Relationship between weighting and realignment was disrupted in AG group. Proprioceptive realignment (ΔŷP) and weight of vision (wv) are significantly correlated during Adaptation in Sham (B) and Pz (C) groups, but not in the AG group (A). This indicates that cTBS in the AG group disrupted the relationship between visuoproprioceptive weight and realignment. Dashed line represents the best fit line for a similar experiment in Block and Bastian (2011); with 19 participants, the correlation r was .55 (p = .01). Open circles represent the sample participants in Figure 3AF.

Figure 4. 

Relationship between weighting and realignment was disrupted in AG group. Proprioceptive realignment (ΔŷP) and weight of vision (wv) are significantly correlated during Adaptation in Sham (B) and Pz (C) groups, but not in the AG group (A). This indicates that cTBS in the AG group disrupted the relationship between visuoproprioceptive weight and realignment. Dashed line represents the best fit line for a similar experiment in Block and Bastian (2011); with 19 participants, the correlation r was .55 (p = .01). Open circles represent the sample participants in Figure 3AF.

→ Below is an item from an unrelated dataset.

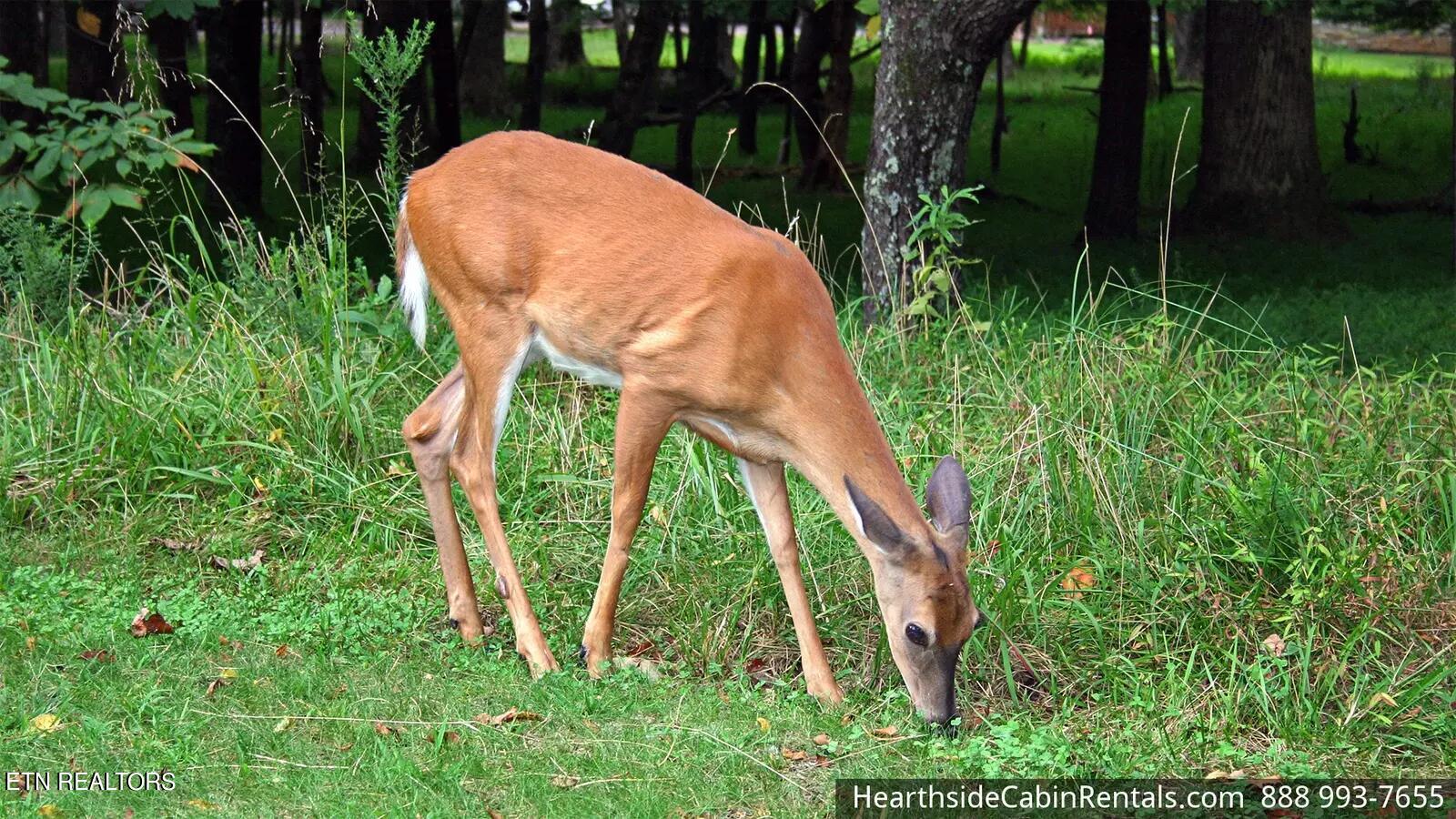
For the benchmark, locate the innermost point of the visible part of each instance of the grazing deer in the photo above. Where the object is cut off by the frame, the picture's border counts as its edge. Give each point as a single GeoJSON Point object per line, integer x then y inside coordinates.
{"type": "Point", "coordinates": [543, 248]}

To assess whether the AG group's trend toward greater V target reaching endpoint variance even before cTBS could influence the relationship between proprioceptive realignment and weight of vision during the Adaptation block, we calculated a correlation for V endpoint variance in Base 1 versus the ratio of ΔŷP/wv. This was not significant (correlation r = .68, p = .8, regression R2 = .005). This suggests that the lack of correlation between ΔŷP and wv in the AG group is not because of that group's trend toward greater reaching variance. Importantly, even when we performed the analysis with the two most extreme AG participants removed (Figure 4 coordinates [0.34, 48] and [0.58, −13]), weight and realignment were clearly unrelated (r = .04, p = .89), indicating that the lack of ΔŷPwv correlation in AG is not because of the presence of outliers.

To ensure that the lack of correlation in the AG group was not because of lack of statistical power, we performed a power analysis using the Sham group data (n = 18) and found that there was 80% power (α = 0.05, one-sided) to detect a significant correlation of wvΔŷP. Yet the AG group, with a similar number of participants, did not have a significant correlation. Indeed, when running a power analysis using the AG group data, we found that to have 80% power to detect a significant correlation, we would need 213 participants. This demonstrates that the AG group is clearly different from the Sham group in terms of wv–ΔŷP correlation.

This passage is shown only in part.